Inmarsat management will discuss the results announced today and other financial and business information in a conference call on Monday, 5 November at 2:00pm London time, (United States 9:00am EST). To access the call please dial +44(0)1452-555566. The conference id for the call is 53479787. The call will be recorded and available for one week after the event. To access the recording please dial +44(0)1452-550000 and enter the access number 53479787. The call will also be available via a webcast, to access the webcast please go to http://www.inmarsat.com/webcast.

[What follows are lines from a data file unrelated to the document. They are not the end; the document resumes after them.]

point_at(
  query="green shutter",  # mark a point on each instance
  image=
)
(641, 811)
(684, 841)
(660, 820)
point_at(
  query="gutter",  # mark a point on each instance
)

Certain statements in this announcement constitute "forward-looking statements". These forward-looking statements involve risks, uncertainties and other factors that may cause our actual results, performance or achievements, or industry results, to be materially different from those projected in the forward-looking statements. These factors include: general economic and business conditions; changes in technology; timing or delay in signing, commencement, implementation and performance or programmes, or the delivery of products or services under them; structural change in the satellite industry; relationships with customers; competition; and ability to attract personnel. You are cautioned not to rely on these forward-looking statements, which speak only as of the date of this announcement. We undertake no obligation to update or revise any forward-looking statement to reflect any change in our expectations or any change in events, conditions or circumstances.